4. I would have loved to see the comparison of SiB4 output with the inverted fields of Ma et al. (2021).

5. I think that Figure 1 is redundant given Table 3 and I would remove it.

6. I found the notation V_max pretty unusual. I had to go back several times to Equations 2 and 3 to check the definition. I would recommend to use something like V_c,max25, which is pretty standard and tells the important information, i.e. it is for carboxylation and at 25 °C.

The paper presents an update of the modelling of the carbonyl sulfide biosphere fluxes within the SiB4 model. The soil model of Ogée et al. (2016) is implemented and a spatially and temporally varying COS atmospheric concentration is considered. This latter modification is shown to have a large impact. The new models are evaluated against field observations and a revised budget for COS is given at global scale, reducing the missing source. The authors make valuable recommendations, with a fine study on the alpha parameter of the COS vegetation uptake model.

The paper is well built and well written, with clear figures, and represents an important new contribution to this research field linking COS uptake and GPP.

I have only minor comments and some requests for clarification.

Page 2, line 65: “the Lund-Potsdam-Jena model (LPJ) and the Community Land Model (CLM4) (Launois et al. 2015a)” -> Launois et al. cannot be a reference for a possible implementation of biosphere COS exchange for LPJ and CLM as, as you further state in Table 1, they only scaled the GPP using a leaf relative uptake approach to estimate vegetation COS fluxes.

Page 3, line 95: Vesala et al., in prep -> Vesala et al., 2021. They mention that “e is the original e multiplied by 2.1, the average ratio of Hyytiälä and SiB4 LAI data”. How do you reconcile having a factor 2 on LAI with however correct simulations of GPP (Figure S3a) and COS fluxes (Figure 2a)?

Page 7, lines 177-178: “These numbers were later updated to alpha = 1400 and 8862 for C3 and C4 species, respectively, after updates were made to the SiB model.” -> Could you explain a bit more what were these updates and whether these parameters were recalibrated against measurements?

Page 8, lines 198-199: “These effects of nutrient fertilization on soil COS exchange were initially not simulated in the SiB4 model.” -> Do you mean they are simulated now?

Page 9, lines 226-228: “We chose the tortuosity functions of Deepagoda et al. (2011) for air and Millington and Quirk (1961) for water, as these functions do not require a pore-size distribution parameter, which facilitates its implementation in SiB4.” -> Do you mean you have a constant porosity per soil type?

Page 9, line 233: “kuncat varies with soil pH” -> How is soil pH prescribed/computed in SiB4?

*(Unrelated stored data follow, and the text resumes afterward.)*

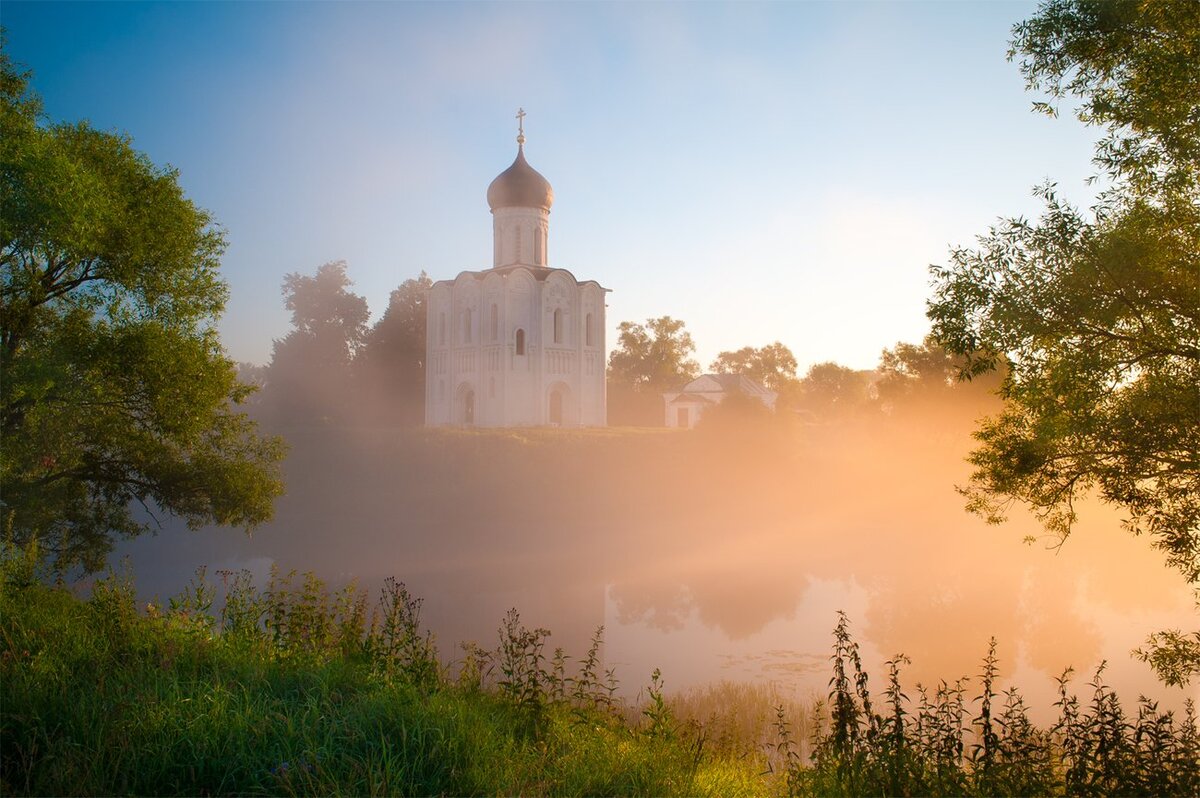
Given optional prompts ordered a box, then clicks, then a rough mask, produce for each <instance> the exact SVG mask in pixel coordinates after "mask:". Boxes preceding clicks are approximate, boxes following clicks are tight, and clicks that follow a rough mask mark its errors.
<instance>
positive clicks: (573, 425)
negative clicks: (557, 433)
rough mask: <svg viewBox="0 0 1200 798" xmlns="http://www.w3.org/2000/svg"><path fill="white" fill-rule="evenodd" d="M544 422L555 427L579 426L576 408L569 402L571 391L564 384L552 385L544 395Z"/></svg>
mask: <svg viewBox="0 0 1200 798" xmlns="http://www.w3.org/2000/svg"><path fill="white" fill-rule="evenodd" d="M546 421H547V422H548V424H550V425H552V426H556V427H563V426H566V427H574V426H577V425H578V424H580V419H578V408H577V407H576V403H575V402H572V401H571V389H570V386H568V385H566V383H554V384H553V385H551V386H550V392H548V394H547V395H546Z"/></svg>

Page 9, equation (6): Is the production term valid for both oxic and anoxic soils?

Page 11, line 284: “CO2 mole fractions were held constant at 370 µmol mol-1during spinup and simulations” - > Why don’t you at least use varying annual means to get the CO2 fertilization effect in the simulations?

Page 11, lines 289-290: “To compare SiB4 with site observations (listed in Table 3), we run the SiB4 model with 3-hourly output for only the grid cells (at 0.5° x 0.5° resolution) in which the sites are located” -> Why didn’t you use the local meteorology available from the FLUXNET, ICOS or AmeriFlux sites? This comment is also valid for your remark Page 15, lines 384-388 that the model temperature (from MERRA?) in 2012 was higher than the observed one at the US-ARM site.

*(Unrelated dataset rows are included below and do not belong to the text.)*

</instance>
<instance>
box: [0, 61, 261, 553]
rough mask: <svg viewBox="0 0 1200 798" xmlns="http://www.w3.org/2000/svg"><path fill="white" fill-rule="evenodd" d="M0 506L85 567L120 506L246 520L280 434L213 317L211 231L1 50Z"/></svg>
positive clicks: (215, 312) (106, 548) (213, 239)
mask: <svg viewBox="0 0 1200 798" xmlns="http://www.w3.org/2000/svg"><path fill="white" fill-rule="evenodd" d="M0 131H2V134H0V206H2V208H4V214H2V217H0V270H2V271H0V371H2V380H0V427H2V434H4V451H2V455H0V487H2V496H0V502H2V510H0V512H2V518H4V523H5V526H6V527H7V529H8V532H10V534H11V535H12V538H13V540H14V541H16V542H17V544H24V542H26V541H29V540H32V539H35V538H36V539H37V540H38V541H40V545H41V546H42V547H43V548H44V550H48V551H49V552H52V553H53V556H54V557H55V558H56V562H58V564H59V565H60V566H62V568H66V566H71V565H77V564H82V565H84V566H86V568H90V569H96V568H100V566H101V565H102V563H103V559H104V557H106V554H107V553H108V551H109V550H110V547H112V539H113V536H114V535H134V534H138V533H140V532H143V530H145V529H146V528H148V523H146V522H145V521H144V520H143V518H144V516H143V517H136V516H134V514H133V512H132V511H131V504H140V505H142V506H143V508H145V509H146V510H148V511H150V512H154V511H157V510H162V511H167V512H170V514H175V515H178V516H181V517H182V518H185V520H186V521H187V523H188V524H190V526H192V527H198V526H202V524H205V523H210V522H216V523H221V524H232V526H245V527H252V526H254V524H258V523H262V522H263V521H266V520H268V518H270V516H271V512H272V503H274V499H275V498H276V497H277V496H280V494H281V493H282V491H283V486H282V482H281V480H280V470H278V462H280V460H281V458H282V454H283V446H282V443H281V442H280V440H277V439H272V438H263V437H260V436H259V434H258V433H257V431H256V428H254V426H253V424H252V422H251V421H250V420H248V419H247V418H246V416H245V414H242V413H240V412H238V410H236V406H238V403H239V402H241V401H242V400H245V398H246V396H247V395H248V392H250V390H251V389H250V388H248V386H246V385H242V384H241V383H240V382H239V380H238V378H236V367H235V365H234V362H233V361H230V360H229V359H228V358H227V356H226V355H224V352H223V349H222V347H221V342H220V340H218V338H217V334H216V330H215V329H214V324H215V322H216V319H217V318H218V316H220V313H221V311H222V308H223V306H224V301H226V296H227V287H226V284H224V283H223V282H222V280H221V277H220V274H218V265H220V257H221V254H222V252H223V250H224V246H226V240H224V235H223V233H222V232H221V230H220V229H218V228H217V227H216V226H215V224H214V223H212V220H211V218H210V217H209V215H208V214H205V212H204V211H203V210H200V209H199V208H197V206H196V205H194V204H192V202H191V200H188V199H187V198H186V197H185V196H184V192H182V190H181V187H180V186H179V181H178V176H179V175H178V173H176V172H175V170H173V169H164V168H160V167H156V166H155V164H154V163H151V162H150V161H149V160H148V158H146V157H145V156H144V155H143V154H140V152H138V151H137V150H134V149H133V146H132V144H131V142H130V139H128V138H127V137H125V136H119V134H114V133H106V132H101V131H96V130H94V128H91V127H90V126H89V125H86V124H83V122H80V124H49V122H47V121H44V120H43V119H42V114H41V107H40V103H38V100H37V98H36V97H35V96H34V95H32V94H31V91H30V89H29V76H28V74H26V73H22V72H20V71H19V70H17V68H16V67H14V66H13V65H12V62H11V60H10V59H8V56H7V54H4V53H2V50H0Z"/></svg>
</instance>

On the same order, this means you are using a soil type defined at a 0.5° spatial resolution, what if the local soil type is different?

Page 12, lines 316-317: “Ecosystem fluxes are corrected for storage of COS in the canopy airspace using collocated canopy COS profile measurements when available (FI-HYY and US-HA1).” -> Can you explain this a bit more?

Page 21, lines 544-545: “922 ± 11 Gg S yr-1 over the years 2000-2020” -> How do you compute this uncertainty? Is that the interannual variability?

Figure S7: The diurnal cycles of COS soil fluxes seem to be often in opposite phase between observed and simulated (for ES-LM1, AT-NEU notably). Do you have an idea why?